オキサリプラチン(oxaliplatin, L-OHP)の骨格。確かにプラチナ(Pt)が真ん中にデンと鎮座している。しかし、このような分子構造を、どのように発見したのだろうか?化学の世界は、ワケわからん・・・

カペシタビンの骨格。これももう、何がなんだか・・・の世界。

 点滴を受ける前に、必ず採血を行う。これは、肝機能の状態と白血球数を調べるためだ。ゼローダ療法を行うと、副作用として骨髄抑制や白血球数の減少などがおこる。また、クスリは肝臓で分解された後、癌細胞を攻撃するよう作用するので、肝臓に負担がかかるためだ。

 ところで、最初は何も知らなかったこともあり、この点滴も大したことは無いだろうと思っていたのだが、結構タイヘンだった。処置室のベッドに寝かされた後、最初に吐き気止めの点滴を行う。これが20分程度。次に、例のオキサリプラチンの点滴を行うのだが、これに2時間かかる。自然落下タイプの点滴では無く、電動の輸液ポンプを使うので、正確に2時間かかる。その間、横になっていなくてはならず、退屈だ。
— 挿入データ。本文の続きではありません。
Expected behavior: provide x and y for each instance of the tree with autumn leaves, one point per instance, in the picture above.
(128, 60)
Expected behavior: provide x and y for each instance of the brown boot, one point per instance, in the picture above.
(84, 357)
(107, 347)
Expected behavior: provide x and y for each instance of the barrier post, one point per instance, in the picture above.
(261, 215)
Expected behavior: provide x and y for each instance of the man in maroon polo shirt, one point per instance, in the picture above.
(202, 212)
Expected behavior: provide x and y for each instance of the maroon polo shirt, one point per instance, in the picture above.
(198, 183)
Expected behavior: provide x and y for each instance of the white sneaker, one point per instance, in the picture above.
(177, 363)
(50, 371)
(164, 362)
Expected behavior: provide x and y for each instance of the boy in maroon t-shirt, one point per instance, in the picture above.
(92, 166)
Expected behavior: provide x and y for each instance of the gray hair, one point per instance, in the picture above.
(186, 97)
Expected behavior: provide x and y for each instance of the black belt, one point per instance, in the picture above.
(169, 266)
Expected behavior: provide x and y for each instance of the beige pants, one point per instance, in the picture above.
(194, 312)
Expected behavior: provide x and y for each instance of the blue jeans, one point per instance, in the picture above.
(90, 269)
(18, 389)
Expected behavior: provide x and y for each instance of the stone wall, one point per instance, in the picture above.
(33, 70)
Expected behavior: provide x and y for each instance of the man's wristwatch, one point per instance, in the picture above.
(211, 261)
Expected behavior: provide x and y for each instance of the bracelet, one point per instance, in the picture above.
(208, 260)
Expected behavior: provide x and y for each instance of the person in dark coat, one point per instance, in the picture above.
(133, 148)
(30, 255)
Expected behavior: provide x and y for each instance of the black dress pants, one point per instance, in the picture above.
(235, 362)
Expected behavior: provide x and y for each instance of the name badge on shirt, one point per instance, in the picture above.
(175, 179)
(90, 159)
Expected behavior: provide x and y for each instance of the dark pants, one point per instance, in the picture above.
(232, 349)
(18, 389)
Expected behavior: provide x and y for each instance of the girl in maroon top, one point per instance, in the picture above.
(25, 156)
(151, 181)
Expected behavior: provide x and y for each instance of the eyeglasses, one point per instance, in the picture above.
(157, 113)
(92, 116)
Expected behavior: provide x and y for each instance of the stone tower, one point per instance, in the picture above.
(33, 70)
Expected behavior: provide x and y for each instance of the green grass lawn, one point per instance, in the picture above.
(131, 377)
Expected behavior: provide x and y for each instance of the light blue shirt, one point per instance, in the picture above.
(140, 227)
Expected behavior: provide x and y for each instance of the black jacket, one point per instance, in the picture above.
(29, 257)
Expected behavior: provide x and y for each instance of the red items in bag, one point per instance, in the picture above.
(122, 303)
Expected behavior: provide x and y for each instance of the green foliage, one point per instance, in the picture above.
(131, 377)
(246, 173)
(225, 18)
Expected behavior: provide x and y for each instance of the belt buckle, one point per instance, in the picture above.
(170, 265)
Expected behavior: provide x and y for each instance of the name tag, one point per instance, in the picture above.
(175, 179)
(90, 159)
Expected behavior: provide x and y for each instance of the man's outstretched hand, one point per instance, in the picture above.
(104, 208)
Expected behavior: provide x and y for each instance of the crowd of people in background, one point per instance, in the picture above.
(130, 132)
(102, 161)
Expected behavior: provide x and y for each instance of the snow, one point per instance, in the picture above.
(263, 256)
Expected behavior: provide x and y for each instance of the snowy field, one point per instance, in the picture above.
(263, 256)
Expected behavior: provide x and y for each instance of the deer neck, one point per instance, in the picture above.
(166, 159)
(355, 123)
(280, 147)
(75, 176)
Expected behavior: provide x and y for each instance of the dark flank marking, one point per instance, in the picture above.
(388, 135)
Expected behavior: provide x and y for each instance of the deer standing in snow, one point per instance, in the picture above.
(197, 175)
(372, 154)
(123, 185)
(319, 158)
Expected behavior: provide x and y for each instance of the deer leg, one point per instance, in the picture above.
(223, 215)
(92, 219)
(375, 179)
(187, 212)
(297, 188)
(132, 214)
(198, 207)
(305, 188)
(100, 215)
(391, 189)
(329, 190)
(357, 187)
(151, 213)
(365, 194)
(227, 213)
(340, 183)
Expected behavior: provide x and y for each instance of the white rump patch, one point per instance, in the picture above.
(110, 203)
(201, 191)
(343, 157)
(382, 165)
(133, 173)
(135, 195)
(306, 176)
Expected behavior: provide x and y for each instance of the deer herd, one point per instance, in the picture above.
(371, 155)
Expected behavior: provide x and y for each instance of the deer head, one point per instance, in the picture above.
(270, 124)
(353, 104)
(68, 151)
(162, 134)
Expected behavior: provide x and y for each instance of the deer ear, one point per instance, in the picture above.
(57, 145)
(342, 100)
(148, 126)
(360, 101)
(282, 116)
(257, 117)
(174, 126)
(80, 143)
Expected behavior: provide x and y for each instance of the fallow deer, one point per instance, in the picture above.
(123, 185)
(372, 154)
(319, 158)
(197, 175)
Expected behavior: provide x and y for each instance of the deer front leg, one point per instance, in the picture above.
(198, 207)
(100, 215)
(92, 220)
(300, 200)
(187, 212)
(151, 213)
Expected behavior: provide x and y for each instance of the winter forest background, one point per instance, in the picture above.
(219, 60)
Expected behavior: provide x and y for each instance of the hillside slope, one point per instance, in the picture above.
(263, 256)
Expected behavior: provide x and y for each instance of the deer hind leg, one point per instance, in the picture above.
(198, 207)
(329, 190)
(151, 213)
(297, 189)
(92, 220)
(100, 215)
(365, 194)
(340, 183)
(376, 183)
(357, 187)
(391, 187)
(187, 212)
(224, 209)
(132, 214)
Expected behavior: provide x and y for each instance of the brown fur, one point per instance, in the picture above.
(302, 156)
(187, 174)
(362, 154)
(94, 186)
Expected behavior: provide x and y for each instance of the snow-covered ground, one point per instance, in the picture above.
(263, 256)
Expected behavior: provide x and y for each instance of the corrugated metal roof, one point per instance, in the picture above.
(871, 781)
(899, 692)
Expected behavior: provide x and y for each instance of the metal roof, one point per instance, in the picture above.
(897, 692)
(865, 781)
 さらに、オキサリプラチンの点滴には、血管痛という副作用も出る。点滴を入れている血管および腕が、ビリビリと痺れるように痛くなるのだ。感じとしては、30〜50Vくらいの電圧で感電しているかのようだ。この痛みは、冷えると強く感じるため、少しでも痛みが減少するように点滴中は腕を保温マットで温める。このようなワケで、体も自由に動かせない状態になる。

 点滴が終わると、さっそく副作用が出る。腕が痺れて痛いのだ。水で手を洗うと、さらに痺れが増大するので、温水を使わなくてはならない。痺れがひどいので、手も自由に動かない。カバンを開けたり財布を出したりするのが困難になるくらいだ。点滴後、2時間程度はかなり辛い痺れを味わうことになるが、その後少しずつではあるが軽減されていく。但し、この痺れが完全に取れるのは、1週間以上かかった。

 今日は、点滴を終えた後、2週間分のゼローダ錠剤を処方されて帰宅する。ゼローダ錠剤は、1回につき5錠も飲む。服用量は、体表面積にあわせて調整される。私の場合は5錠であったが、最大投与量は8錠だそうだ。上述したように、ゼローダの錠剤は大きいので、5錠も飲むのはかなり苦労する。

 先が思いやられる。

(つづく)

【余談】
上述した抗がん剤治療は、標準治療として医療機関で広く行われているものだ。言うまでも無く、治療内容を指示しているのは製薬会社だ。この後、抗がん剤治療を続けるにつれて、私の中では「ホントウにこんな治療で良いのだろうか?」という、強い疑問が出てきた。様々な文献やWEBを調べるにつれて、この疑念は強くなる一方だ。この件については、後日改めて記載したい。


緑色のシートが、抗がん剤のゼローダ。比較として、隣に催眠鎮静剤・抗不安剤として有名なソラナックスを置いた。比べてみると、ゼローダの巨大さが判る。これを毎回5錠飲めというのだ。この頃は、ゼローダ服用の副作用で、七転八倒するとは夢にも思っていなかった。